Dijéramos que es un intruso, como John Stockton paseando desapercibido por la Barcelona Olímpica. De todos los tenistas top five David Ferrer resulta con diferencia el más insospechado. Metro setenta y cinco cuando sus colegas coquetean con el metro noventa. Marca de ropa de extrarradio cuando sus pares lucen firmas galácticas. Sencillo y resuelto, esforzado detrás de cada bola como si le fuera en ello el boleto de hotel. Juega los partidos con la franqueza de quien no sabe jugar de farol. Donde sus compañeros parecen cachorros de Apolo, el tenis portento del nuevo siglo, Ferrer luce como un estibador de derecha y revés que saca adelante su pan y su catre. Se hace admirar porque nunca cesa y nunca parece sobrarle nada, en la victoria y en la derrota.
David Ferrer debe atraer dos valoraciones innegociables. La primera, que es muy bueno, por mucho que parezca más tosco, más limitado, menos brillante. Y la segunda, que siempre está listo. Cuando todo lo demás vacila Ferrer sigue sentado en su roca, preparado para remar sin preguntar por qué. Parece un gregario pertinaz, dispuesto siempre a colarse en la fiesta, aunque ya sea un jefe de filas de pleno derecho. Si hay chance, Ferrer la exprime testarudo.

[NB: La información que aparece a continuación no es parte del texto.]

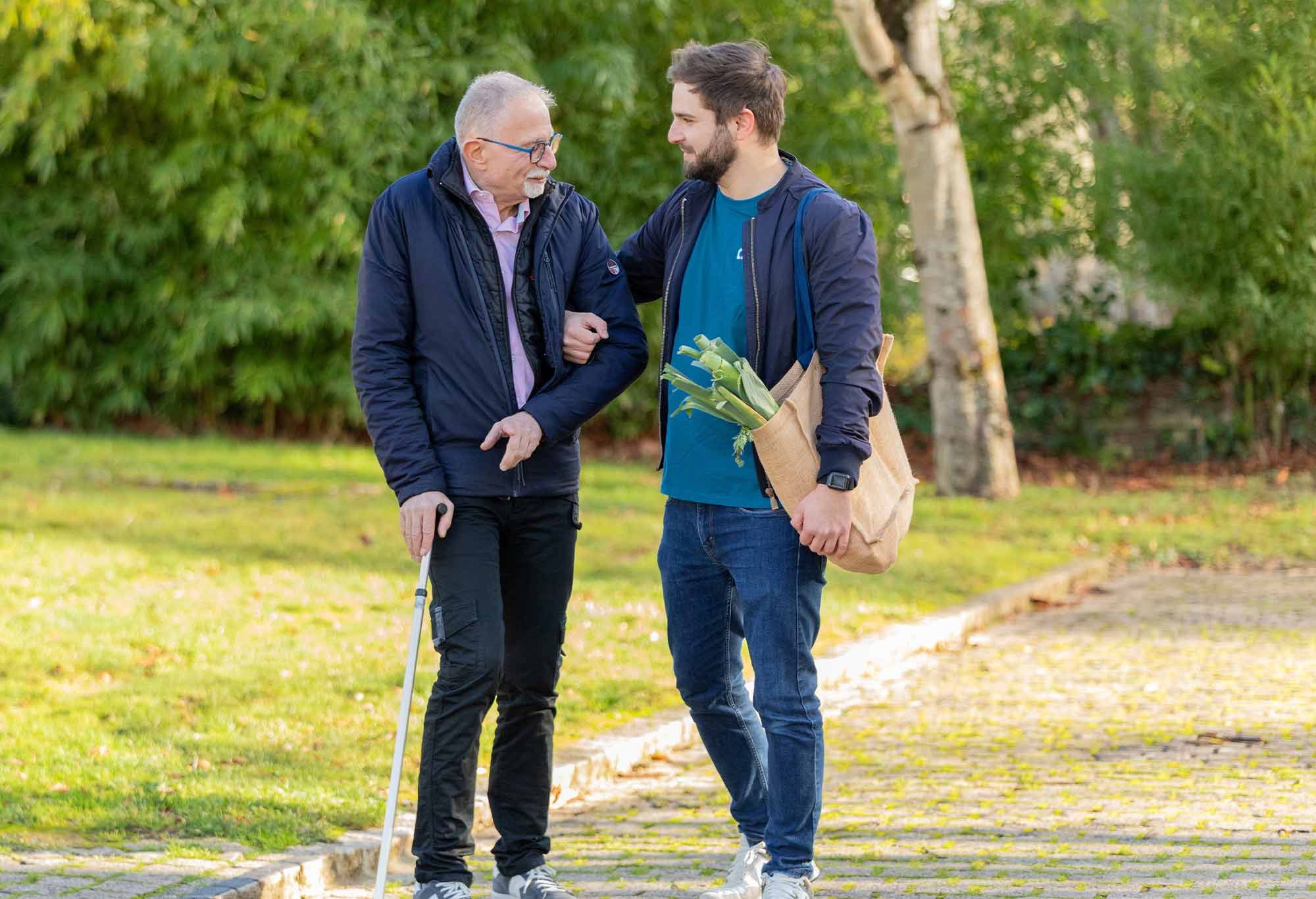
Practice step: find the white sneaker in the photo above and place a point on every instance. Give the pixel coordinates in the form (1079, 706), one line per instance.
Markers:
(442, 890)
(746, 879)
(536, 884)
(780, 887)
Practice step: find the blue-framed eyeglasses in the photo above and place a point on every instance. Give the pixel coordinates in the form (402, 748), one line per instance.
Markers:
(536, 149)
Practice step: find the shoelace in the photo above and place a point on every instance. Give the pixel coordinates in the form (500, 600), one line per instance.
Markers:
(796, 885)
(740, 865)
(543, 876)
(451, 890)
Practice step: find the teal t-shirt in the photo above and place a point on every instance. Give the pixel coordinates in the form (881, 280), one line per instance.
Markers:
(699, 462)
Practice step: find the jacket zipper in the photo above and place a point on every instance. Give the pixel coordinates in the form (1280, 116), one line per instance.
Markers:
(663, 347)
(759, 313)
(667, 292)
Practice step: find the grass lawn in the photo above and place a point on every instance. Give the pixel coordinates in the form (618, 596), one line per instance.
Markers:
(206, 638)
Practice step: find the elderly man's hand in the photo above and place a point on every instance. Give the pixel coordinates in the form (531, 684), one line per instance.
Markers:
(823, 521)
(523, 437)
(581, 333)
(418, 518)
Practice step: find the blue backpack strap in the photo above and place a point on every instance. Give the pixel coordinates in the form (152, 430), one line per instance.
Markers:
(803, 304)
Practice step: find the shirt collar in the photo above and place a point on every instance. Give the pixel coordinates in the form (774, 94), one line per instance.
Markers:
(477, 193)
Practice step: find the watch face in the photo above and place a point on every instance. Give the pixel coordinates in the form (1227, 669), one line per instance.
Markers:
(840, 481)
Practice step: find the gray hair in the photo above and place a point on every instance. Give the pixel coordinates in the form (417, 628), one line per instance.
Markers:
(488, 96)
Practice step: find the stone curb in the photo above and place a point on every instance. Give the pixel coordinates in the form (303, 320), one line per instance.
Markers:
(311, 871)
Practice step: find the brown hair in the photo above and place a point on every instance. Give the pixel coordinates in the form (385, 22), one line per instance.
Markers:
(732, 76)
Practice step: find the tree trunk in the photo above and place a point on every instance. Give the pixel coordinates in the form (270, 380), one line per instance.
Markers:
(898, 46)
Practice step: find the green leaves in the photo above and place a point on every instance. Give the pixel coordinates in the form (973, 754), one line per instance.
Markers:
(736, 395)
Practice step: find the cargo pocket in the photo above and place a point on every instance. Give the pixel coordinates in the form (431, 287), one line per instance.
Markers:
(449, 618)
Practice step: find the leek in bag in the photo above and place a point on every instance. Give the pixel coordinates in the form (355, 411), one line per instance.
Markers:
(736, 395)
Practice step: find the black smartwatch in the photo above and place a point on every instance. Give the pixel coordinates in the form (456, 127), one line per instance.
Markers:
(839, 481)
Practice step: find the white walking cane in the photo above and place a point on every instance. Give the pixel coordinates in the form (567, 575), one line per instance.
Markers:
(386, 842)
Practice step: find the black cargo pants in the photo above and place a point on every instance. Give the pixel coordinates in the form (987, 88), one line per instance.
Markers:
(502, 580)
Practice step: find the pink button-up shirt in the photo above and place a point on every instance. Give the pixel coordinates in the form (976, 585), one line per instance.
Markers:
(507, 234)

Ajeno a la pelea del podio, es verdad, pero también desembarazado de los perseguidores que le vienen a la zaga, Ferrer ocupa desde hace tiempo un lugar transversal en el ranking. No está ni muy lejos ni muy cerca pero tiene acceso ocasional al panteón de los hermanos mayores. Si descontamos el bache de 2009 David siempre ha venido mejorando su media aritmética. Y su temporada 2012 sólo puede ser calificada de sobresaliente: al menos cuartos de final en los cuatros majors, haciendo semis en París y Nueva York. En la lanzadera española, detrás de Nadal, siempre está Ferrer, con la misma ilusión y las mismas ganas de un primerizo.

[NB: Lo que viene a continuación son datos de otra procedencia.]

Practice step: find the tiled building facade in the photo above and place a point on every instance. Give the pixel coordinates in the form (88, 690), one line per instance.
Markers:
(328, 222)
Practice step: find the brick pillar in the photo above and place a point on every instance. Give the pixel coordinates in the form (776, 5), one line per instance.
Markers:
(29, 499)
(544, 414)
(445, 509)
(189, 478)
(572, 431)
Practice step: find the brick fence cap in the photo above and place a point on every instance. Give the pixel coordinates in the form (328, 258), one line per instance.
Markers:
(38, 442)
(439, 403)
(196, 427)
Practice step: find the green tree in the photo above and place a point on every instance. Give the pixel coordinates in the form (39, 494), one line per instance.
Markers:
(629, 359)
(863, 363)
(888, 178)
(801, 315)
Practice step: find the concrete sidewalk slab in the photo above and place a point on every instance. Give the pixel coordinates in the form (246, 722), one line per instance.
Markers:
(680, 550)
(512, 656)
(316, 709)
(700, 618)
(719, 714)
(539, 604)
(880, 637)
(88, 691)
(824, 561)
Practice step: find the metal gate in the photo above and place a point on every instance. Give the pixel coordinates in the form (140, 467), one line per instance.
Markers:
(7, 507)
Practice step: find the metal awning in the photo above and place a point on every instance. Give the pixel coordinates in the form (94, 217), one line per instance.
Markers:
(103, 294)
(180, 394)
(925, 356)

Ante Tipsarevic volteó tantas situaciones adversas que agotaría tan sólo pasar revista de ellas. Costaba mirarle cuando igualó a 4 juegos en el quinto set. Finalizó el partido feliz y hablando un inglés residual de cuatro horas y media de partido. Dejó la imagen de siempre, la de ese generoso jugador eléctrico y rocoso, ese tenis telúrico que le brota de sus nerviosas piernas. Ese día, como siempre, David estuvo en el resto, cuando a saltitos activa hasta el último pliegue de su tenis. Estuvo entre los puntos caminando a la toalla con ese paso absorto. Y también, como siempre, estuvo en la silla, cuando le da a su raqueta una tregua inquieta y cortísima. En Flushing Meadows estuvo David Ferrer con la misma certeza con la que sabemos que estuvo el tenis, que siempre es justo con los que no escatiman una gota de sudor.